Boys are six times more likely to have a learning disorder, three times more likely to be drug addicts in life and 12 times more likely to commit murder, she said the report revealed. Males make up 80 percent of suicides under age 20, and 90 percent of people in drug treatment programs are men, she said.
“We’ve lost a generation of boys,” she said.
The Marlers, who have four girls, said they learned quickly that boys learn “in a very different way from girls” when they began leading a TeamKID class at their church.
“Boys are very visual learners,” she said. “So, if a boy hits a girl in your Sunday School class, it doesn’t do a lot of good to say, ‘Johnny, you hurt Cindy, and you need to apologize.’ What you have to do is show him the bruise, and say this is what happens when you hit people.”

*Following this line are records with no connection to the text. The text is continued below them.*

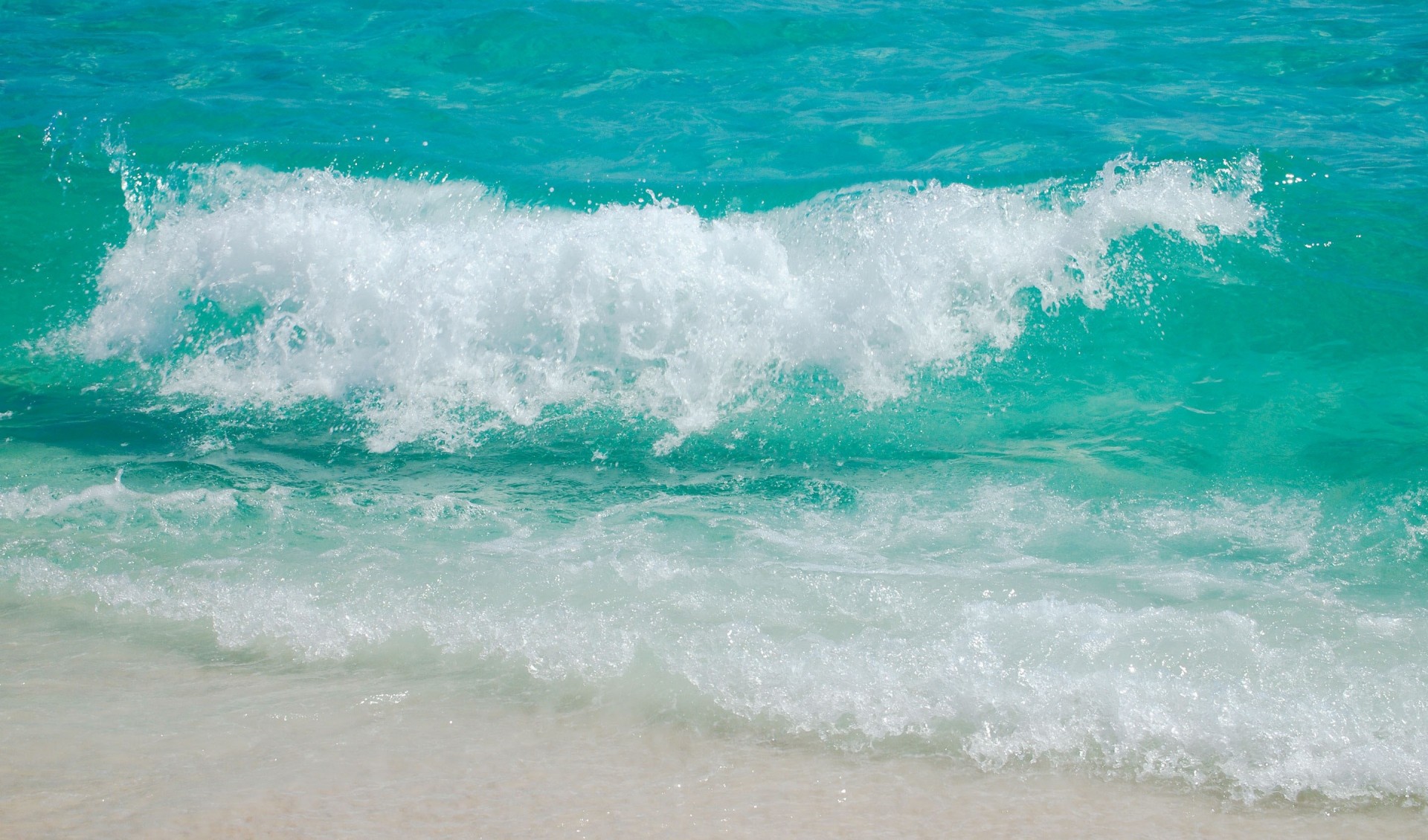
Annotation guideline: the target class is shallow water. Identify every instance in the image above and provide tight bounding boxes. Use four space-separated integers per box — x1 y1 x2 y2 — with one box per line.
0 1 1428 815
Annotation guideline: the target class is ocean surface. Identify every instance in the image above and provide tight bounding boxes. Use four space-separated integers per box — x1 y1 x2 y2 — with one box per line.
0 0 1428 807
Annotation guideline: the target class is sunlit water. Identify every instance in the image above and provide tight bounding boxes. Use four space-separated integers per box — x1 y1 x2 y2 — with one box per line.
0 1 1428 807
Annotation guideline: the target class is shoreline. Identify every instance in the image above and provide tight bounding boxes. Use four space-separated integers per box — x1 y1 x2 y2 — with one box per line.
0 598 1428 839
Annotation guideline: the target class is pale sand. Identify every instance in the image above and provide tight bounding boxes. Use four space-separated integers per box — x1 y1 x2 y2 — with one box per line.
0 595 1428 840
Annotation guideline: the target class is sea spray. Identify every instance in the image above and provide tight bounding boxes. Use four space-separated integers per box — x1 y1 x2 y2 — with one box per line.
74 155 1262 452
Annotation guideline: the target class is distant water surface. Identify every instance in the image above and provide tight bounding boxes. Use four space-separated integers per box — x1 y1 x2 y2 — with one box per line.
0 0 1428 807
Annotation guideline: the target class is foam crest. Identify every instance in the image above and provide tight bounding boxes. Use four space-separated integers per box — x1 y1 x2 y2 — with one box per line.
76 157 1261 450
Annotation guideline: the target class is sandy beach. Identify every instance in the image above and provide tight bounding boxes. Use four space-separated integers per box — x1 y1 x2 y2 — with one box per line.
0 592 1428 839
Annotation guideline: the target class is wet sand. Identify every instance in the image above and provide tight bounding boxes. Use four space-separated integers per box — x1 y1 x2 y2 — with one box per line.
0 596 1428 840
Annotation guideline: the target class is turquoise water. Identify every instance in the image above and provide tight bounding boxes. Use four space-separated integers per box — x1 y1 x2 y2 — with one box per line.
0 0 1428 801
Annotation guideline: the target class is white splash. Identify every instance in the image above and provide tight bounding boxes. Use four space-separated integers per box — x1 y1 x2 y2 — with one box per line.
76 157 1261 450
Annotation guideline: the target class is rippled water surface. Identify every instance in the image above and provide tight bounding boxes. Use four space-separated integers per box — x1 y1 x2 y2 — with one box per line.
0 0 1428 806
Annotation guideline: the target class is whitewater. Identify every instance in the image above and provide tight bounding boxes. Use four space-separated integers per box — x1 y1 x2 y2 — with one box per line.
0 0 1428 837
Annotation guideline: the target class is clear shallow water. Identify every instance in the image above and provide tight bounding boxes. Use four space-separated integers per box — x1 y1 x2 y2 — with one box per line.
0 3 1428 801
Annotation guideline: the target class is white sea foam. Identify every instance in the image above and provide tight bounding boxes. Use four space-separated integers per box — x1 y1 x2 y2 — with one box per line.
74 157 1261 450
0 483 1428 800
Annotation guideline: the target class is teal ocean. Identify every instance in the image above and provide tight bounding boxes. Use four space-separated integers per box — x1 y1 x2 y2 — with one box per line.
0 0 1428 804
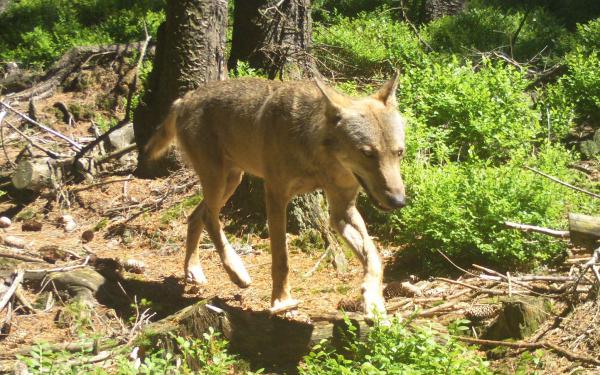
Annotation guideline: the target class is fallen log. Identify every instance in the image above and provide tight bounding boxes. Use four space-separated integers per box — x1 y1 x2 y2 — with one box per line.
0 41 154 101
504 213 600 250
569 213 600 249
135 298 370 365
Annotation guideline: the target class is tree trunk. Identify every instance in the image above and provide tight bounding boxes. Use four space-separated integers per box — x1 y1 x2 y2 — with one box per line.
227 0 346 271
133 0 227 176
228 0 312 79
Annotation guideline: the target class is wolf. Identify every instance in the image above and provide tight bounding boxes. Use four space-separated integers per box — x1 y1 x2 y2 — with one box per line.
145 73 405 317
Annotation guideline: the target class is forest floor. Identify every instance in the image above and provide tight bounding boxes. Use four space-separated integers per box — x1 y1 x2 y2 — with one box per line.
0 57 600 374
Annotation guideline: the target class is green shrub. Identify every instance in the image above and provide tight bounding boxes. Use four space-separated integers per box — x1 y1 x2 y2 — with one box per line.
0 0 164 68
399 59 541 162
313 13 423 78
371 146 600 269
423 7 567 61
299 319 491 375
542 50 600 135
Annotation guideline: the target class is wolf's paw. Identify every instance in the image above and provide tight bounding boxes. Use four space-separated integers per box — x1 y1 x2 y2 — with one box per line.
363 292 386 319
269 298 301 315
227 267 252 288
223 254 252 288
185 266 208 285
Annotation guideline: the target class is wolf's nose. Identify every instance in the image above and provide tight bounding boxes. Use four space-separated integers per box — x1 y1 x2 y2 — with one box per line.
388 195 406 208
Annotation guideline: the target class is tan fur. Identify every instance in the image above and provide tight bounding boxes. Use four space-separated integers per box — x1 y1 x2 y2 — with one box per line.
146 75 404 315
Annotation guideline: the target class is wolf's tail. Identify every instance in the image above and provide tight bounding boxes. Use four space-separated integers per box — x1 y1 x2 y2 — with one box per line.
145 99 182 160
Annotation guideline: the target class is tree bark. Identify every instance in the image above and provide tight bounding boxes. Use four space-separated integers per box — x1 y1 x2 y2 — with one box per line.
228 0 312 79
133 0 227 176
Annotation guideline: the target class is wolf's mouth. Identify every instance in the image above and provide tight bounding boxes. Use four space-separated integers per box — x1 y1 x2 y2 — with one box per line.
352 172 392 211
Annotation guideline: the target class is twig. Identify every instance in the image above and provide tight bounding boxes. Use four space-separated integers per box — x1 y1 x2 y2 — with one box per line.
6 121 61 159
504 221 571 238
0 271 24 311
15 285 35 313
435 277 521 296
267 300 302 315
0 250 45 263
0 102 81 151
0 111 16 169
304 246 331 277
450 335 600 366
523 165 600 199
0 302 13 335
27 255 90 273
94 144 137 164
436 249 477 277
69 177 133 193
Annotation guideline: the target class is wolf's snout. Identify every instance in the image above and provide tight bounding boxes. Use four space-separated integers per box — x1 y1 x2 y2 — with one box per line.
387 194 406 208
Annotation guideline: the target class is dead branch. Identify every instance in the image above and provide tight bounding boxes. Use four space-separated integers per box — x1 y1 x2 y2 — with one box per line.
94 143 137 164
69 177 133 193
504 221 570 238
0 250 45 263
0 101 81 151
0 110 15 168
523 166 600 199
0 271 24 311
6 121 63 159
4 42 155 101
450 335 600 366
53 102 75 126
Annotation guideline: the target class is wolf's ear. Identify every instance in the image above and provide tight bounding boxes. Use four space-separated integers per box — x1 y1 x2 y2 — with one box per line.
314 77 345 110
373 70 400 106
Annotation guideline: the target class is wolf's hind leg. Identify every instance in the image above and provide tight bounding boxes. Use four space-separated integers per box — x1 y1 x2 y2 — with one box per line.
184 202 206 285
204 169 251 288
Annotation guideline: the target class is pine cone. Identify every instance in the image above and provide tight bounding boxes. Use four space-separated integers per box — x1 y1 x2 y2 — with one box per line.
338 299 362 312
465 305 498 321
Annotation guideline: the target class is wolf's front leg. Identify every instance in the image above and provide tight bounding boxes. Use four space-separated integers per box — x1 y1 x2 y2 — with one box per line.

Because boys tend to learn visually, incorporating pictures, role-playing and concrete examples into lessons helps them to learn more easily, she said. When disciplining boys, a visual form of punishment, like taking away privileges or toys, is often effective.
Because boys also respond to a deep, stern voice, enlisting a male teacher is helpful, she said.
“Sometimes women need to enlist men to help with discipline,” Marler said. “Boys often respond better to men. The male teacher should be stern, but loving. He needs to be a spiritual role model, not just a Sunday School bouncer.”
Because boys come into the classroom “raring to go, teachers should have a plan of action,” Ken Marler said. “You can’t just tell them to hush and sit down. That’s not how they work.”
The key to channeling their energy is through diversion and distraction, he said.
“When you have a 2-year-old, the way you keep him is happy is to keep him distracted,” he said. “It’s the same with older boys. But don’t distract in the same way every week. When they figure you out, they’re already two steps ahead of you.”
Jan Marler suggested using games whenever possible.
“Games can communicate to children on a different level,” she said. “If you find new ways to communicate the truths of the Bible, they will remember those truths.”
Ken Marler warned against games with winners and losers. Boys are very competitive, he said, so games must be played in ways that everybody wins, and everybody holds an important role.
The Marlers stressed unconditional love and acceptance when dealing with boys.
“It’s so hard to tell what kind of home life they’re coming from,” Ken Marler said. “This may be the only love some of these kids are getting. If we show them the love of Christ, we can save the next generation of boys.”